Black Box Black Box Testing
One of my friends is in College, and is currently feeling the full idiocy of a system that was only beginning to be rolled out as I left. Let me explain how it works.
Essentially, the system is meant to test the students’ solutions to homework problems. This is done by providing a solid definition of what the input and output of the application are supposed to be on the standard in/out channels, and setting up a whole bunch of test cases, including a memory limit and a CPU time limit. Students submit their source code to the system, which compiles it and runs all the test cases against the application in a black box test. So far, so good.
Seeing these guys at work, compared to me and my colleagues at work, makes a few things very apparent: even with a fairly solid grasp of algorithms and datastructure, their number one problem is code. Where professional programmers swim through code like sharks in the sea, the students appear to be more or less drowning. Theoretical learning aside, the education lacks practical programming, debugging, practical programming and some more practical programming.
It would seem that these programming exercises would be the perfect opportunity to get that kind of experience, if it wasn’t for the fact that the test system is itself a black box.

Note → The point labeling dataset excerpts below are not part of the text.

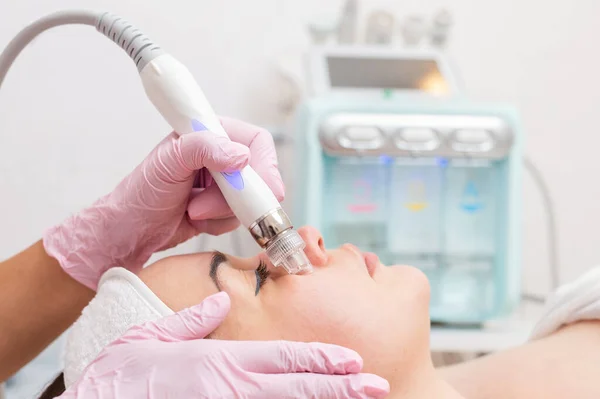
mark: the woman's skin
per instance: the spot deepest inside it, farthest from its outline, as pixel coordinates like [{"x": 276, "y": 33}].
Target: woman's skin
[
  {"x": 350, "y": 300},
  {"x": 382, "y": 313}
]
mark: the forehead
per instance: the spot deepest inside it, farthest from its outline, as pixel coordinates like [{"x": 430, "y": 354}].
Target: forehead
[{"x": 180, "y": 281}]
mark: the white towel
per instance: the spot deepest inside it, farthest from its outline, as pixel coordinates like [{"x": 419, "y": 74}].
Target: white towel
[
  {"x": 122, "y": 301},
  {"x": 576, "y": 301}
]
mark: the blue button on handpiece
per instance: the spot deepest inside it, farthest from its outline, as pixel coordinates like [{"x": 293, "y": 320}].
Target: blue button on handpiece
[{"x": 234, "y": 178}]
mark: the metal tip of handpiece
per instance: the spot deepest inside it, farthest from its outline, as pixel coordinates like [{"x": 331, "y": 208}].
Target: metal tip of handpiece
[{"x": 297, "y": 263}]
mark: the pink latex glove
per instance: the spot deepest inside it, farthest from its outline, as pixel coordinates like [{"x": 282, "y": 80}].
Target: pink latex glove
[
  {"x": 169, "y": 358},
  {"x": 156, "y": 207}
]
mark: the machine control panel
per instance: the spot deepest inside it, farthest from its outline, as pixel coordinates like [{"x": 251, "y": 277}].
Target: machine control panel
[
  {"x": 416, "y": 139},
  {"x": 361, "y": 137},
  {"x": 428, "y": 135}
]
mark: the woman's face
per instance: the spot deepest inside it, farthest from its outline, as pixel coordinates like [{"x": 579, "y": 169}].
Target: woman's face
[{"x": 350, "y": 299}]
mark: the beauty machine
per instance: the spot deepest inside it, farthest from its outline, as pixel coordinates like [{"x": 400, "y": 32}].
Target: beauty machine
[
  {"x": 174, "y": 92},
  {"x": 394, "y": 160}
]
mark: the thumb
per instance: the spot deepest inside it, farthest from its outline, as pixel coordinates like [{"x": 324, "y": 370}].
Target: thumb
[
  {"x": 208, "y": 150},
  {"x": 195, "y": 322}
]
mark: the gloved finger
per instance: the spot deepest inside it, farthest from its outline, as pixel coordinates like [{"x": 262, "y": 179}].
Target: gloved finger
[
  {"x": 216, "y": 227},
  {"x": 206, "y": 149},
  {"x": 195, "y": 322},
  {"x": 318, "y": 386},
  {"x": 263, "y": 158},
  {"x": 274, "y": 357},
  {"x": 208, "y": 204}
]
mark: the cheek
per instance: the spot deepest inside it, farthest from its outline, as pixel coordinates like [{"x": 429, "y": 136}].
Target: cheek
[{"x": 323, "y": 310}]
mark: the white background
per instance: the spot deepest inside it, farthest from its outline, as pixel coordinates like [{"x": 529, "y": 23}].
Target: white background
[{"x": 74, "y": 118}]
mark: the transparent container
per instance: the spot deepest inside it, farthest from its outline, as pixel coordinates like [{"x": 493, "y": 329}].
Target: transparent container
[
  {"x": 414, "y": 219},
  {"x": 355, "y": 203}
]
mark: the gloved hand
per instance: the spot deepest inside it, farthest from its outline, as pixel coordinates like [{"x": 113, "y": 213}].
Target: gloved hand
[
  {"x": 169, "y": 358},
  {"x": 146, "y": 213}
]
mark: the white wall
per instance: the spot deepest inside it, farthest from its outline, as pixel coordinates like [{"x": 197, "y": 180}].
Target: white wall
[{"x": 74, "y": 119}]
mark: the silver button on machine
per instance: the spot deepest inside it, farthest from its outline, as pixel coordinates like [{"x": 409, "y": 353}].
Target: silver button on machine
[
  {"x": 417, "y": 139},
  {"x": 361, "y": 137},
  {"x": 472, "y": 140}
]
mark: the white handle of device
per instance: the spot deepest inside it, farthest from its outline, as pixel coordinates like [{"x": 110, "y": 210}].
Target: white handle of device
[{"x": 175, "y": 93}]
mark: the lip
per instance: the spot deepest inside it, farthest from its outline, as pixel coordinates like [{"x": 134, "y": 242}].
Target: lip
[{"x": 371, "y": 260}]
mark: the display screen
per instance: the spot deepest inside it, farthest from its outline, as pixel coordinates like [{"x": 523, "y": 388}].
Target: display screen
[{"x": 385, "y": 73}]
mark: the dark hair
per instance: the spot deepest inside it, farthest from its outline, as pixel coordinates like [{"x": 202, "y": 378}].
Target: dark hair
[{"x": 56, "y": 388}]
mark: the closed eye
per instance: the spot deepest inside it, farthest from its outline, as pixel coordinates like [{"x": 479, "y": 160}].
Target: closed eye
[{"x": 262, "y": 273}]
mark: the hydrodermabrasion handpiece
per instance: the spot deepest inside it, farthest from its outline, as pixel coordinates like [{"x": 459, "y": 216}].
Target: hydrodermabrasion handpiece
[{"x": 174, "y": 92}]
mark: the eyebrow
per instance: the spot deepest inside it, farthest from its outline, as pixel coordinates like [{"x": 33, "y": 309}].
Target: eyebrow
[{"x": 215, "y": 262}]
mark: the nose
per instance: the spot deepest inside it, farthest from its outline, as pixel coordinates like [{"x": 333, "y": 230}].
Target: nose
[{"x": 315, "y": 248}]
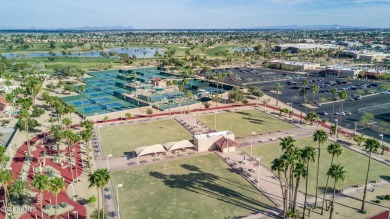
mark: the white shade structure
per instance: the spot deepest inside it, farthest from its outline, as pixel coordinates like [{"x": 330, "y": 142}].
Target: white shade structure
[
  {"x": 170, "y": 146},
  {"x": 156, "y": 148}
]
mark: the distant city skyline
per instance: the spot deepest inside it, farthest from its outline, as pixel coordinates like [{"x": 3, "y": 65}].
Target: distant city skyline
[{"x": 192, "y": 14}]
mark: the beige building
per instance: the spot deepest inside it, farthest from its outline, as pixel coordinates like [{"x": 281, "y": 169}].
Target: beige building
[{"x": 207, "y": 142}]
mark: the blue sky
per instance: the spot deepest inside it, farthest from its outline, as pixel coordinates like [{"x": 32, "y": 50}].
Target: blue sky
[{"x": 192, "y": 13}]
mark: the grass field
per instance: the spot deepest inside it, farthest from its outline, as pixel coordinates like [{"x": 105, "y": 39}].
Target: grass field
[
  {"x": 355, "y": 164},
  {"x": 199, "y": 187},
  {"x": 243, "y": 123},
  {"x": 119, "y": 139}
]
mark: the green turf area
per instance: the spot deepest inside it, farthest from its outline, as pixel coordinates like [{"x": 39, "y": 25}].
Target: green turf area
[
  {"x": 243, "y": 123},
  {"x": 198, "y": 187},
  {"x": 119, "y": 139},
  {"x": 355, "y": 164}
]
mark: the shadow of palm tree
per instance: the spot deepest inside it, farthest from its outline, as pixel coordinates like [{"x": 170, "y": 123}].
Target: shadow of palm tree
[{"x": 210, "y": 185}]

You put in your code, and it tells you yes or no. It’s not quite a boolean pass/fail answer, but close enough: you will get told a result from the set: Didn’t compile, Passed, Failed, Crashed, Time Limit Exceeded. When I first heard of the system, it was motivated with the fact that sometimes in professional programming, that’s all you get.
I agree. Sometimes, you get gnarly bugs that give you less information than a world pro’s poker face. I’ve spent weeks tracking bugs like that sometimes, using all kinds of tools at my disposal to try to wring more information out of the error, until finally the knot was untied. But — for all the bugs like that I’ve been through, none of them were eventually solved by guessing what was wrong and how to fix it.
Supposedly, the tool is meant to teach the students to debug their code… which it somehow does by disallowing all normal debugging tools. You can’t run a debugger on it, you can’t print traces, you’re not allowed to log to a file or socket, you’re not even allowed to know what input caused the error. The only tools you have at your disposal are your wit in coming up with your own test cases and code reviews.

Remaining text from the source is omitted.